With more than 38 million unemployed and the economy
shrinking by 4.8% (per the US BEA data), the impact of the COVID-19 pandemic on
the US has been unprecedented.
Even as the death toll crossed a psychological landmark
of 100,000 many businesses across the US are planning a phased reopening,
albeit with adequate precautions.
However, this may hardly bring cheer to the banking and
financial services industry that is facing a bleak H2 this year.
The high unemployment caused by the pandemic has imposed
hardships on Americans and many will find it difficult to meet their financial
obligations, despite the forbearance that lenders have provided them. The
result will be a sharp rise in delinquencies and charge offs across lending
products.
Further, the high expected losses will also force banks
to apportion higher capital reserves against losses.
According to a recent McKinsey study, the expected losses
to the retail lending business in the US in the short term (three to six months)
could be between $15 -$25 billion. If unemployment hits 20%, the longer term
losses could be over $150 billion over the next two years.

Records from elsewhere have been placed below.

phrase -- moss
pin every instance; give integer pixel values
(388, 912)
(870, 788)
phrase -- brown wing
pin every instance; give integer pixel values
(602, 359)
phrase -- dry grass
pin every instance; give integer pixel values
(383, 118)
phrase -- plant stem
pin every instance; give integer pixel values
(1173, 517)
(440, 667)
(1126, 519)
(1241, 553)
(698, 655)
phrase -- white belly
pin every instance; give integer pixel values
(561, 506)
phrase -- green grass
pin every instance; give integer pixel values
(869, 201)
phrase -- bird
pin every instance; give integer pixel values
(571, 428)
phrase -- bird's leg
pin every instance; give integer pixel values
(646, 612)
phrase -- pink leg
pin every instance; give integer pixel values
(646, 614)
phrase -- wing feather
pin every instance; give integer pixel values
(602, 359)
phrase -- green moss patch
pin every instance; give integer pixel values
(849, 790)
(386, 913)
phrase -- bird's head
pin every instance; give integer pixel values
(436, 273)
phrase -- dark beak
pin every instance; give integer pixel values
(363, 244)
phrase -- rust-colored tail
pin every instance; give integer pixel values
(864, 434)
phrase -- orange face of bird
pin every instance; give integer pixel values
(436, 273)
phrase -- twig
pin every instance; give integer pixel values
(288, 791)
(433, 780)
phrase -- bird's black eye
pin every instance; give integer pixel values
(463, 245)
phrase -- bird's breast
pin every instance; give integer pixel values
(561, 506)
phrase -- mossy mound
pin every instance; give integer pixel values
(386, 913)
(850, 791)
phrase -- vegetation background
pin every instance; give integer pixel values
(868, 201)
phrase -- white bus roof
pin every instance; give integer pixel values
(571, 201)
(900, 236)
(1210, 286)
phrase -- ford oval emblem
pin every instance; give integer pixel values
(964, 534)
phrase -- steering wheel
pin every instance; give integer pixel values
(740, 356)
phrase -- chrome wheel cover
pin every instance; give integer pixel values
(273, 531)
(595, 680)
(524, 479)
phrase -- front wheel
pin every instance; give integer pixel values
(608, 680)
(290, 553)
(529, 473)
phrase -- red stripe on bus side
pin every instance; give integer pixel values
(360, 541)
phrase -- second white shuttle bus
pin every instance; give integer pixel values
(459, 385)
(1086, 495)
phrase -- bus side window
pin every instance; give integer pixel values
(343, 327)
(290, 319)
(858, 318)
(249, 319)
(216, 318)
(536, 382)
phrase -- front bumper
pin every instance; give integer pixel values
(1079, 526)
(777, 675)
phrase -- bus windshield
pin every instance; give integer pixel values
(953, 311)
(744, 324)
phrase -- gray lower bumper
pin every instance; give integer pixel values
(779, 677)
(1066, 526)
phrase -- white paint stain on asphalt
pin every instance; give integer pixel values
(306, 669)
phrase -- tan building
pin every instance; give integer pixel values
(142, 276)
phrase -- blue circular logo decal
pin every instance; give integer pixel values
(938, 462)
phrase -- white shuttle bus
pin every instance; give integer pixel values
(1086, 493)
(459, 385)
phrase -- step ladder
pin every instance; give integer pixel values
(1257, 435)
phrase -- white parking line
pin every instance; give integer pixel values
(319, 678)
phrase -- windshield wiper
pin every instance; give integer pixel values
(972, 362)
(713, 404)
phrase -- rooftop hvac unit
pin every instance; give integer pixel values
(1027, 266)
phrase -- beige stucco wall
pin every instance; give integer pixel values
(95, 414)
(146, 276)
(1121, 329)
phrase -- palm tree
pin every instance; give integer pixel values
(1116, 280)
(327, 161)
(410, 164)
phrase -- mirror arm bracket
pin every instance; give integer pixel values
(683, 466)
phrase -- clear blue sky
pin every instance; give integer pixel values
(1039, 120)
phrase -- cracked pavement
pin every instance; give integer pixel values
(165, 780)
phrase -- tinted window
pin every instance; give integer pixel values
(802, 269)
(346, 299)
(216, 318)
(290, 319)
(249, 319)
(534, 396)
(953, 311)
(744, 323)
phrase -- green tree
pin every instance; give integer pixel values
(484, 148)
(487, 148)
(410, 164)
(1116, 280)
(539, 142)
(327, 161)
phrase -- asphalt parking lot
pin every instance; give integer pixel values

It is difficult to imagine such a huge loss staring at
the retail banking industry. Whether this actually pans out or not will largely
depend on how robustness of the recovery of the US economy and to some degree
on how smartly lending institutions manage their credit risk policy during
these turbulent times.
But all is not lost. There may be a silver lining that
cannot be ignored. Available data points to an otherwise healthy economy prior
to the pandemic. Data published by the
Federal Reserve Bank of New York (May 2020) shows that non housing debt at the
end of Q1 2020 was flat, punctuated by a seasonal decline in credit card debt of
$34 billion. This drop was significantly larger than the decline for the same
period in 2019.
Obviously the data published by the Federal Reserve does
not incorporate the impact of COVID-19 on the economy. But the point to note
here is that as at the end of Q1 2020, there were no major concerns with respect
to consumer debt.
The insight here is that if the US can manage an orderly
reopening of the economy and reign in unemployment, even if slowly, there is
every chance that the economy will recover faster than many are forecasting.
That would be good news for the banking and financial services industry.